Famous Works and Accomplishments
Entranced by the natural world and accustomed to solitude, Kipling was helplessly driven by his imagination and worked frenetically from the age of 16 as a journalist, travel writer, and author. He published his first collection of poems when he was 21 and within a few years became a celebrity whose influence spanned three continents. Kipling was already famous when he married Caroline Balestier, but he fell in love with their three children and wrote the tales he's best known for during early fatherhood on the Connecticut River. He wrote an inscription in the first edition of The Jungle Book: "This book belongs to Josephine Kipling for whom it was written by her father.

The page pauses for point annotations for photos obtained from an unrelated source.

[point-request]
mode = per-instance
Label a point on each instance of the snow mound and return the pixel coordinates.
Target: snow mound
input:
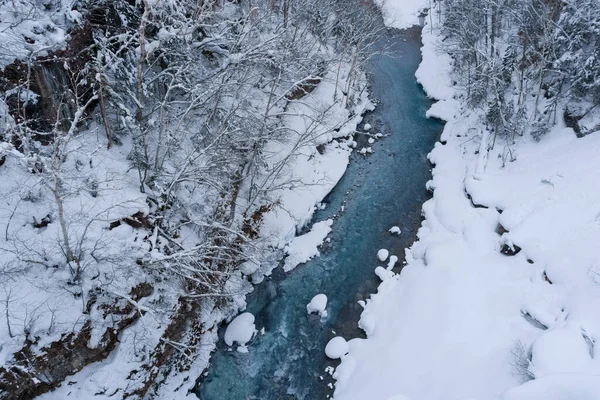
(382, 255)
(240, 331)
(392, 262)
(336, 347)
(383, 273)
(395, 230)
(318, 305)
(305, 247)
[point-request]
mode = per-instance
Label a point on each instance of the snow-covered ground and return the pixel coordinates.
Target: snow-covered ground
(500, 295)
(313, 174)
(401, 13)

May 1894." Josephine was his eldest child and first daughter; she died of pneumonia five years after the book was published. Kipling wrote many of his tales for her, and published a collection of her bedtime stories, Just So Stories (1902), which included some of his most original and enduring work.
Kipling also authored weightier things, including Britain's most popular poem, "If--." This stoic set of advice to his only son, John, was published five years before John went missing in France during World War I. John Kipling was 18 when he joined the Irish Guard, an accomplishment which required three enlistment attempts and a favor called in by his father. During several trips to France in search of his son and years of guilt and grieving that followed, Kipling wrote a two-volume history of the Irish Guard (1923) and his son's regiment.
Twenty years after publishing his first collection, Kipling was awarded the Nobel Prize for Literature in 1907 for his "originality of imagination, virility of ideas and remarkable talent for narration." He was the first English-language recipient and, at the age of 42, he remains the youngest ever. Kipling continued to write well into his sixties, but the death of his children ended light-hearted tales. He observed trains for hours, penned dozens of stories about science and marvels of innovation, and developed the graduate ceremony still undertaken by Canadian engineers.
Contemporary Influence and Posthumous Reflection
Posthumously, many critics have called Kipling an imperialist, and some have even speculated he had a homosexual relationship with Wolcott Balestier. But he remains responsible for ingenius innovations of the short story and the advancement of the entire genre of children's tales. As recently as 2010 and 2012, the scientific community honored Kipling by naming after him a crater on Mercury as well as a species of extinct crocodile. Perhaps Kipling's most impressive achievement was his ability to marry the myriad interests of his mind. He wrote of the changing fall leaves in Vermont as an army in battle:
"A little maple began it, flaming blood-red of a sudden where he stood against the dark green of a pine-belt. Next morning there was an answering signal from the swamp where the sumacs grow. Three days later, the hill-sides as fast as the eye could range were afire, and the roads paved, with crimson and gold. Then a wet wind blew, and ruined all the uniforms of that gorgeous army; and the oaks, who had held themselves in reserve, buckled on their dull and bronzed cuirasses and stood it out stiffly to the last blown leaf, till nothing remained but pencil-shadings of bare boughs, and one could see into the most private heart of the woods."
Faithful father, Poet of Empire, Nobel Laureate: Rudyard Kipling was named after an English lake but died a man of the modern world.